Nur eines hatte Michael sofort verstanden: dass es alle freute, wenn er Gegenspieler unter sich begrub. "Die sahen anschließend aus, wie vom Zug überrollte Pennies", erinnert sich Ex-Teamkollege Joseph Crone. In seinen eineinhalb Highschool-Football-Saisons fabrizierte Big Mike ungefähr 200 dieser sogenannten Pancakes - Pfannkuchen.
Doch irgendetwas fehlte.
"Er war nicht aggressiv genug", erinnert sich der damalige Briarcrest-Head-Coach Hugh Freeze. "Eigentlich hätte seine Kindheit eine hervorragende Vorbereitung auf eine Karriere in einer Football-Defense sein sollen", analysiert auch Autor Michael Lewis, der die Geschichte später veröffentlichte: "Die NFL ist voll von Spielern mit kaputter Kindheit."
Doch Michael wollte einfach nicht aggressiv sein.
Oher trägt Gegner vom Feld
Jedenfalls bis zur ersten Begegnung seiner letzten Highschool-Saison. "Hey Fettarsch, ich mach Dich fertig", hatte sein direkter Gegenspieler gerufen. "Fette können nicht spielen. Ich werde Dich überrennen", schimpfte sein Gegenüber. Immer wieder.
Michael tat nichts. Fast eine komplette Halbzeit lang. Bis zu diesem einen Spielzug. Dem, bei dem er den Auftrag erhielt, den Trash Talker so lange zu blocken, bis abgepfiffen wurde.
Und genau das tat Big Mike jetzt. Er rammte dem 100-Kilo-Rüpel beide Hände zwischen die Schulter-Pads, hob ihn hoch und rannte mit ihm über den gesamten Platz.
"Die Beine des Jungen berührten nur alle vier Schritte den Boden. Höchstens. Es war wie in einem Zeichentrick-Film", erinnert sich Sean Tuothy mit einem Lächeln.
Big Mike: Ich hatte sein Gelaber satt
Michael schleifte sein Opfer erst über die Ersatzbank, dann über die Aschenbahn, eine Wiese und blieb erst am Zaun vor dem Stadion-Parkplatz stehen. Da die Schiedsrichter vor Schreck das Abpfeifen vergessen hatten, lief der Spielzug offiziell noch. Und Michael blockte.
Als er später gefragt wurde, was er denn vorhatte, antwortete Big Mike: "Ich wollte ihn in den Bus setzen. Ich hatte sein Gelaber satt. Es war Zeit für ihn, zu gehen."

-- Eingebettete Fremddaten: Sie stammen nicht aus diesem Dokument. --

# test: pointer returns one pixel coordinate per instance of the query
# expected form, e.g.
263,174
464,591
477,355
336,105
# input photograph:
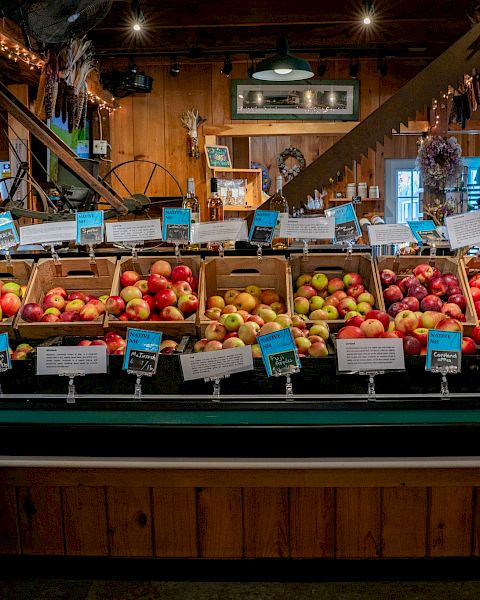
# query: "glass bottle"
279,202
191,202
214,209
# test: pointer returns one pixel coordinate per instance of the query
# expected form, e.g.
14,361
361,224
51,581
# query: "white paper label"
315,228
133,231
464,229
61,231
394,233
56,360
216,364
216,231
370,354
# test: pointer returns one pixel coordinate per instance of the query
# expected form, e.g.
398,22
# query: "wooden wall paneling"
175,519
220,532
404,522
40,518
123,146
265,521
149,136
129,521
191,89
357,522
450,521
85,521
9,537
312,522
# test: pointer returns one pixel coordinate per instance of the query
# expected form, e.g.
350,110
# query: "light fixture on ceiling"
138,17
174,67
321,67
283,66
368,12
227,65
382,67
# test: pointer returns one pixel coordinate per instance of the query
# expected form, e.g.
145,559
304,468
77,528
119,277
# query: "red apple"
350,332
468,345
411,345
388,277
392,294
114,305
165,298
181,273
431,302
161,267
128,278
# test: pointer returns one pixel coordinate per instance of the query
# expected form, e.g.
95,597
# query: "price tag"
58,360
279,353
216,231
5,363
133,231
263,226
141,352
422,230
308,228
209,365
394,233
176,225
44,233
370,354
89,227
444,351
464,229
347,228
8,231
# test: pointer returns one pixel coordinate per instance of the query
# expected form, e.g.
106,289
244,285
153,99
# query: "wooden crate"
236,272
18,271
336,265
142,265
404,265
72,274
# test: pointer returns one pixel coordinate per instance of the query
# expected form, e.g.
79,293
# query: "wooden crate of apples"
333,287
155,293
418,296
66,298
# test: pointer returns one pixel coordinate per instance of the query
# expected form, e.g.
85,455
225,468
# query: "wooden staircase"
402,106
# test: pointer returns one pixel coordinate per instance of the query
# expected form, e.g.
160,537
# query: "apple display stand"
216,385
137,393
288,384
71,394
371,393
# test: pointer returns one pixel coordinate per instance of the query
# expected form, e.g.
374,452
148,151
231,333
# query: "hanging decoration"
290,172
191,121
439,162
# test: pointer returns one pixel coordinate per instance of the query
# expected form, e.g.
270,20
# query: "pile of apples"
320,298
166,294
60,305
11,295
474,283
239,316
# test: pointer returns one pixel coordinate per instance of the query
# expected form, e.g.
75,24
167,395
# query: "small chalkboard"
218,156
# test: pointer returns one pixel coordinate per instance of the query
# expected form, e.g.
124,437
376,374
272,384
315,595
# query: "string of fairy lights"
12,50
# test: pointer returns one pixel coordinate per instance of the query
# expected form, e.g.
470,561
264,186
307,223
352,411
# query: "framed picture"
218,156
312,100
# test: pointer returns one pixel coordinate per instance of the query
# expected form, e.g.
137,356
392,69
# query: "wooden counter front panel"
118,519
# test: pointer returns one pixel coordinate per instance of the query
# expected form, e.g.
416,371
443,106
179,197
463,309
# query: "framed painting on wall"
313,100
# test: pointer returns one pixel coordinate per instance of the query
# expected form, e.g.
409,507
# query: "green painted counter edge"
245,418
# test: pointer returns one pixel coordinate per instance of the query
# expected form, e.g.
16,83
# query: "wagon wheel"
135,179
16,190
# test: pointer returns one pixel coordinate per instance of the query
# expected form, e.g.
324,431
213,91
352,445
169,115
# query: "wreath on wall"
290,152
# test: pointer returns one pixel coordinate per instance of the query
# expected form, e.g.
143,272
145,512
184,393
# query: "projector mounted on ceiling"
123,83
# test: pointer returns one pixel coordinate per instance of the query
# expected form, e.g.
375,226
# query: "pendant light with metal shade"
283,66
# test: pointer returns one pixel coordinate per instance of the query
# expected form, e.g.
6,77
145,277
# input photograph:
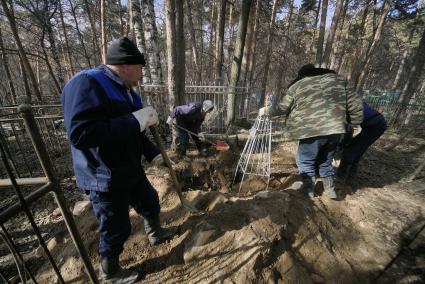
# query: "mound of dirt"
276,236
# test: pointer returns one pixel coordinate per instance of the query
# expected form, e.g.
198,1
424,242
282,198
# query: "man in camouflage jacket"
318,105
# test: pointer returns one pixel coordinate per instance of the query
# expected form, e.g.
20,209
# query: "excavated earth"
374,232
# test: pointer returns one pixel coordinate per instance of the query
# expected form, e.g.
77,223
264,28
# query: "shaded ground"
374,233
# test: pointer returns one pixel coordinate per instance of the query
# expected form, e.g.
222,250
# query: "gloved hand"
158,161
356,130
264,111
146,117
170,121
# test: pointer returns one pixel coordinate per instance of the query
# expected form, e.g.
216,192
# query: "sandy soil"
372,233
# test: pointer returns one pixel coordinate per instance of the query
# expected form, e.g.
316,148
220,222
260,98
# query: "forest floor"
374,232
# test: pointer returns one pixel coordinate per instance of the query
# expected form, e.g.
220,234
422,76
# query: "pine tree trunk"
247,52
139,36
332,31
253,47
192,38
80,36
151,41
268,55
212,37
102,30
219,39
359,81
415,73
170,22
237,59
319,50
282,65
94,32
180,50
5,64
11,18
65,35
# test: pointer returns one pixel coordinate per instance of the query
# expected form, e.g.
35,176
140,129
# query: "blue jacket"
106,142
189,116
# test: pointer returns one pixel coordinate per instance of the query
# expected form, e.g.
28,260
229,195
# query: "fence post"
34,133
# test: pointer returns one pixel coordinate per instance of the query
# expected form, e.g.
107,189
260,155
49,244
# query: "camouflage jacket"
320,105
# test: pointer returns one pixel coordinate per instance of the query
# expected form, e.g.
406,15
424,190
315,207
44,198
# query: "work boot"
306,187
344,170
329,187
113,273
156,234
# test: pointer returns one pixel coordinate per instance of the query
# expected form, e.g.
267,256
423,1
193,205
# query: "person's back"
318,106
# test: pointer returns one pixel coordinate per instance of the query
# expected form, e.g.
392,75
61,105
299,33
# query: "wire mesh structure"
255,158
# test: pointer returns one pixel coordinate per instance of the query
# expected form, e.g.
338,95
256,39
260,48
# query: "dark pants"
356,147
112,212
315,154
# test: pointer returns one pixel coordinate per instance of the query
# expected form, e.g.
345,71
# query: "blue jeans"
111,210
315,154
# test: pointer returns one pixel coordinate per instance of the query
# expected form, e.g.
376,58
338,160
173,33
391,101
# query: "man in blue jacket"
105,122
190,117
372,127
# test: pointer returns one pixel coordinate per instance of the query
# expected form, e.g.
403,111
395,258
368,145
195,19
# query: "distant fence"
398,115
49,119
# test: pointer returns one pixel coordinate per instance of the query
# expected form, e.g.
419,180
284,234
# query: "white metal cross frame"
255,158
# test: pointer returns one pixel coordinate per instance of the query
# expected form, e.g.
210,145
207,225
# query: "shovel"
221,145
176,182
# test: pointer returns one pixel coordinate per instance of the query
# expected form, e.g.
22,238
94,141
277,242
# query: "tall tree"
139,36
102,30
268,53
415,73
329,42
319,49
151,41
5,64
180,50
170,23
11,18
237,59
80,35
359,80
219,39
192,39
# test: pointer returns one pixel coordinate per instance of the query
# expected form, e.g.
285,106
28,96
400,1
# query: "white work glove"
158,161
146,117
170,121
356,130
264,111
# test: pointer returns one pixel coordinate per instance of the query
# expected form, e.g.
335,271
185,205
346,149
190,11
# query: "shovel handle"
167,161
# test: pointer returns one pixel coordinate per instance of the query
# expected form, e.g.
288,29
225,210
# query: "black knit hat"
124,51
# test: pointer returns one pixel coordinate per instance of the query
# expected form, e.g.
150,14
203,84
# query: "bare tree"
237,59
192,39
180,50
321,39
219,39
268,53
5,64
332,31
102,30
151,41
11,18
139,36
170,22
359,80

Eine Initialzündung. Plötzlich stand Michael auf Tom Lemmings Liste der 100 besten Highschool-Spieler. Als bester Offensive Tackle des Landes. Auf einer Liste, die als eine der wichtigsten ihrer Art gilt und die an fast jedes namhafte College versendet wird, das ein Football-Programm unterhält.
Michigan, Clemson, Tennessee, Florida State - alle wollten sie plötzlich Big Mike kennenlernen und pilgerten zum nächstmöglichen Termin zum Training nach Briarcrest.
Keine Chance gegen Big Mike
Was sie sahen, war eine der direktesten und brutalsten Übungen im Trainings-Repertoire einer Highschool. Der Board-Drill. Benannt nach dem ungefähr 1,80 Meter langen Feld, auf dem dabei trainiert wird. Es treten an: Offensive- gegen Defensive Lineman. Erlaubt ist fast alles. Das Ziel: Den Gegner so schnell wie möglich nach hinten aus dem Feld drängen.
Michael trat gegen den zweitschwersten Spieler des Teams an. Das Duell dauerte dennoch nur Sekunden.
Big Mike hob sein Gegenüber an und setzte ihn erst hinter dem Board wieder ab. Als wäre es Nichts. Stille. Dann hörte man einen der Scouts in sein Handy brüllen: "Mein Gott, das müsst ihr euch ansehen".
Ein anderer rannte sogar auf das Spielfeld und drückte Head-Coach Hugh Freeze seine Karte in die Hand. Wenn Michael jemals ein Football-Stipendium an der Clemson University möchte, würde er es bekommen. Ohne weitere Fragen. Sofort.
Die Karriere nimmt ihren Lauf
Es war der Startschuss zu Big Mikes Football-Karriere.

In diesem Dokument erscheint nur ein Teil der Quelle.